On écoute la radio, un podcast, une conférence, une chanson, on est intéressé ou on perd le fil, ça nous donne à penser mais ça s’envole (les paroles, les écrits, le proverbe…) et on aurait aimé le tirer plus fort, ce fil, mais voilà, c’est passé, on écoute autre chose, et ça recommence : impulsion, déception. Alors, pourquoi pas jouer les étudiants en prenant des notes ? Mais attention, pas étudiant modèle, préparation d’examen, récitation, restitution, mais notes libres, notes mouvantes, notes qu’on reprend ensuite (pas plus d’une page du cahier les notes, un petit bout d’écoute, seulement celui-là, arbitraire) et qu’on relit, qu’on relie, qu’on prolonge.
Flash infos RTS (8.12.24, 17h)
Ça commence par les résultats du sport, victoire du Lausanne Sport, etc. Puis chute du régime El-Assad en Syrie. Sens des priorités ? (D’habitude je n’écoute jamais le flash info, justement parce que cela : d’abord le sport puis les dictateurs).
En trois minutes, ils doivent donner l’essentiel des informations. Ils en passent deux sur le sport, comme si les résultats sportifs étaient de l’information et non du divertissement (pascalien). Puis donc la chute de Bashar El-Assad, les rebelles ayant pris le pouvoir, et c’est tout (la réaction de je ne sais plus quel dirigeant occidental, Macron, Trump, Tartempion), rien sur qui sont ces « rebelles » (où sont Belle et Bulle ?), rien sur ce que ça change, la chute du tyran, sur l’équilibre d’une région en plein délitement, rien sur les enjeux d’un événement historique réduit à une simple tête qui tombe (même pas pour de vrai, il a fui, ce lâche). Pourquoi s’acharnent-ils encore à cet exercice du flash infos quand on sait tout des infos avant le flash (sauf que moi, la chute de Bashar, je ne savais rien, puisque l’actu, je fuis, je ne l’affronte que quand le soufflet est retombé, s’il retombe) ?
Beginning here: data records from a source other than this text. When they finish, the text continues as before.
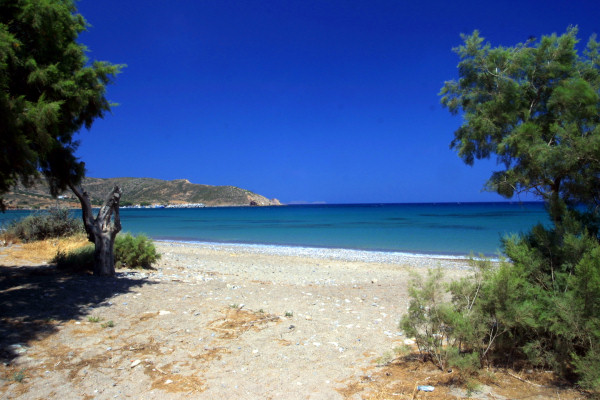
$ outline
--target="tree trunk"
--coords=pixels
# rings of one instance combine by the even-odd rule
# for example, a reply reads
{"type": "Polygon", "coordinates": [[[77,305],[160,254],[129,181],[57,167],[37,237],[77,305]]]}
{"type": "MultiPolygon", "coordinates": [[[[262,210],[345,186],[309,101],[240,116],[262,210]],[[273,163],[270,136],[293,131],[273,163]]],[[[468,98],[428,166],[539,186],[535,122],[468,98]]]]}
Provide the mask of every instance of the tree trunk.
{"type": "Polygon", "coordinates": [[[94,275],[113,276],[115,274],[114,244],[117,233],[121,231],[119,201],[121,188],[115,186],[94,218],[92,203],[87,192],[81,187],[69,185],[81,203],[83,225],[88,239],[95,244],[94,275]],[[113,218],[114,217],[114,218],[113,218]]]}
Cours d’Antoine Lilti au Collège de France : L’universalisme des Lumières (cours 4, 15 janvier 2024)
Les Lumières, quand elles s’éteignent, les repenser avec Bayle :
- Éloge du pluralisme religieux
- Pas de monopole de la vérité
(ça sonne si étrange à l’heure du retour des intolérances) La critique de l’intolérance conduit à l’éloge de la bigarrure, un orchestre à plusieurs voix.
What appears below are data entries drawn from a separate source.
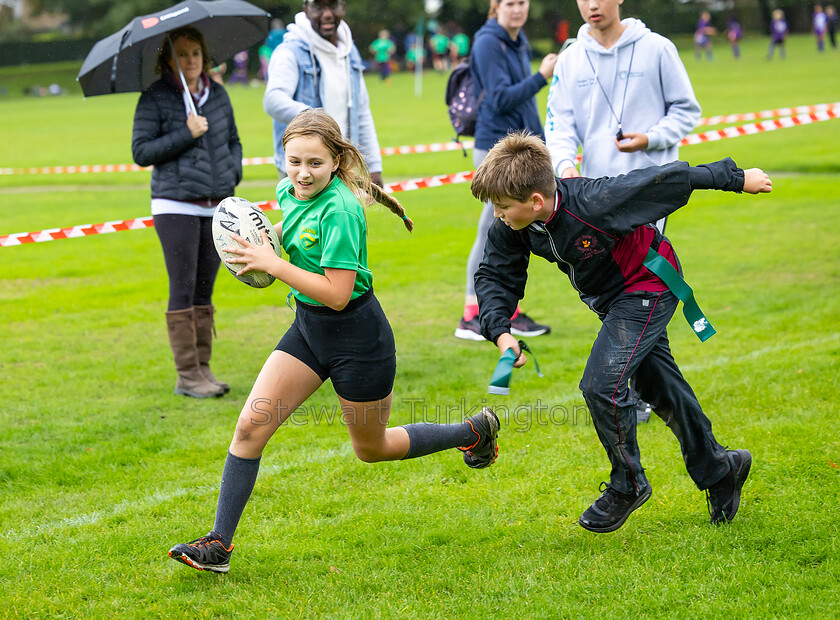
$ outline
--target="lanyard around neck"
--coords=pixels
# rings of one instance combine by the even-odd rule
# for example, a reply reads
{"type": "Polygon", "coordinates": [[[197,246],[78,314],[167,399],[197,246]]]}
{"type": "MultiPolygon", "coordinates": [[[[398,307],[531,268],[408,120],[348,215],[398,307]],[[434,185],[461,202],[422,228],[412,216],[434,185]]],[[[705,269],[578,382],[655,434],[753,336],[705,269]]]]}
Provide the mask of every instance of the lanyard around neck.
{"type": "MultiPolygon", "coordinates": [[[[621,119],[624,118],[624,104],[627,103],[627,86],[630,84],[630,70],[633,68],[633,56],[636,54],[636,44],[633,43],[633,46],[630,48],[630,64],[627,65],[627,79],[624,81],[624,96],[621,99],[621,116],[617,116],[615,113],[615,109],[613,108],[612,102],[610,101],[609,95],[607,95],[607,91],[604,89],[604,85],[601,84],[601,80],[598,79],[598,72],[595,71],[595,65],[592,64],[592,59],[589,57],[589,52],[584,50],[583,52],[586,54],[586,60],[589,61],[589,66],[592,68],[592,73],[595,75],[595,81],[598,82],[598,86],[601,89],[601,92],[604,93],[604,99],[607,100],[607,105],[610,106],[610,112],[612,112],[613,118],[615,122],[618,123],[618,135],[621,135],[621,119]]],[[[616,62],[618,62],[618,53],[615,55],[616,62]]]]}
Deux traditions intellectuelles :
- Politique : tolérance = tolérer des croyances que l’on réprouve ; permission donnée au nom de la raison d’État
(interruption pour prendre la photo de 17h17)
- Bayle : athéisme vertueux, reconnaître l’autre comme différent à politique de respect mutuel et de réciprocité
Les spécialistes cherchent l’étiquette pour Bayle (et trouvent tous des étiquettes différentes, ce qui prouve que Bayle a raison)
Cosmopolitisme de Bayle (un auteur que personne ne lit plus) (accepter les missionnaires musulmans en Europe) (pas question pour Bayle de grand remplacement) « Leurs lumières » (celles des musulmans, des Japonais, etc.) (c’est écrit au temps de Louis XIV)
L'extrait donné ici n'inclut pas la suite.